Recht und Gesetz sind allgegenwärtig und so selbstverständlich, dass wir sie meist nur wahrnehmen, wenn unsere Rechte verletzt werden oder wir in einen Interessenkonflikt geraten, für den der Gesetzgeber Lösungen parat hält. Das die Gesetze oft nicht einer naturgegebenen Logik gehorchen, sondern meist Ausdruck gesellschaftlicher Kompromisse sind, zeigen die lähmende Schulreformdiskussion oder die Debatte über die Gleichstellung homosexueller Partnerschaften in Österreich. Meist hinkt die Anpassung von Gesetzen der Veränderung gesellschaftlicher Wertvorstellungen hinterher, manchmal löst sie solche erst aus oder beschleunigt sie.
Zwischen Recht und Unrecht liegt oft nur eine schmale Grenze, sei es eine moralische oder eine geographisch-politische. Manche Normen haben sich seit dem biblischen Dekalog und den römischen Pandekten – dem Kodifizierungswerk von Kaiser Justinian – nicht verändert. Ihre Gültigkeit ist allgemein einleuchtend und in allen Staaten der Welt anerkannt. Andere sind nur in einem bestimmten historischen oder kulturellen Zusammenhang verständlich und sinnvoll. Wenn sie sich als religiöse Vorschriften erhalten, können sie heute noch Identität stiftend wirken.
Gute Gesetze und Rechtsstaatlichkeit fördern Entwicklung. Gesetze können aber auch entwicklungshemmend sein, wenn sie etwa Frauen oder andere Gesellschaftsgruppen vom Zugang zu Land oder anderen Rechten ausschließen. In manchen Ländern halten sich parallele Rechtsordnungen von indigenen Gruppen, die deren Identität stärken. Traditionelle Rechtsinstrumente sind oft besser dazu geeignet, Streitigkeiten zu schlichten und ersparen dem Staat auch Kosten für Rechtspflege und Haftanstalten. Sie haben aber auch problematische Aspekte, etwa wenn sie in Widerspruch zu den universell gültigen Menschenrechten geraten.
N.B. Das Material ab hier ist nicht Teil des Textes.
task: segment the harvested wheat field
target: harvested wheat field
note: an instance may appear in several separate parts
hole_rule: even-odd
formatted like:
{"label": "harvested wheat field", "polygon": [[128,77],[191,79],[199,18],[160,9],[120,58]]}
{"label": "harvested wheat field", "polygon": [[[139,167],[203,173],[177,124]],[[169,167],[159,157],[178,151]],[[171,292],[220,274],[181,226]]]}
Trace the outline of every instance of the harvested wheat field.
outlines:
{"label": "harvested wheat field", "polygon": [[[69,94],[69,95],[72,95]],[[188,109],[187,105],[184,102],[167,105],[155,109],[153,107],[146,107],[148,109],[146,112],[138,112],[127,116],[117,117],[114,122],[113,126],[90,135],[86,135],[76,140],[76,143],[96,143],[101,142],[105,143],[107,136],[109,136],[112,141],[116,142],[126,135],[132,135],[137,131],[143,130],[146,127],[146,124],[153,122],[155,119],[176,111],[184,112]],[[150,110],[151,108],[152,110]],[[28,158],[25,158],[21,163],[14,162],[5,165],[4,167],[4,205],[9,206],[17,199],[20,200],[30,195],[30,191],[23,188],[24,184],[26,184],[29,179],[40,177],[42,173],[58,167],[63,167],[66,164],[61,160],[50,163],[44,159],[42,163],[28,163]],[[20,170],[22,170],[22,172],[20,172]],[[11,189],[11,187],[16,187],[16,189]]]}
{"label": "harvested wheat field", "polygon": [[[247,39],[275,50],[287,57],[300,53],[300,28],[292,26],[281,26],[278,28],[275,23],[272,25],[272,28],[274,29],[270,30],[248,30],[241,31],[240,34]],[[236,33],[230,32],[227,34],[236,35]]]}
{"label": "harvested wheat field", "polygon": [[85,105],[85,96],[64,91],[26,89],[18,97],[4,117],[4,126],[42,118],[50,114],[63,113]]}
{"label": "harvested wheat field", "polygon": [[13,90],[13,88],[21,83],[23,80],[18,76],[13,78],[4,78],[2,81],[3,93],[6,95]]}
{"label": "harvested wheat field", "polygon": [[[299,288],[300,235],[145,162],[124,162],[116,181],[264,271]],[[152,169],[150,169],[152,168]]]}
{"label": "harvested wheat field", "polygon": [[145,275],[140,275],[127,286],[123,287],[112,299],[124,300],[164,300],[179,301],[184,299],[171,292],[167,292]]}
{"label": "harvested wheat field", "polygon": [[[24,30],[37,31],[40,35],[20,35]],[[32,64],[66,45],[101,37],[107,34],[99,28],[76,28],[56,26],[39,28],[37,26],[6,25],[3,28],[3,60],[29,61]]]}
Die Menschenrechte sind über das Völkerrecht, das sich seit dem Zweiten Weltkrieg rapide entwickelt hat, zu einer Art gemeinsamem kulturellen Erbe der Menschheit geworden. „Totes Recht“, das keine Entsprechung in der Wirklichkeit mehr hat, erhält sich aber oft jahrzehntelang in den Gesetzbüchern.Damit sind der Willkür staatlicher Gesetzgeber Grenzen gesetzt.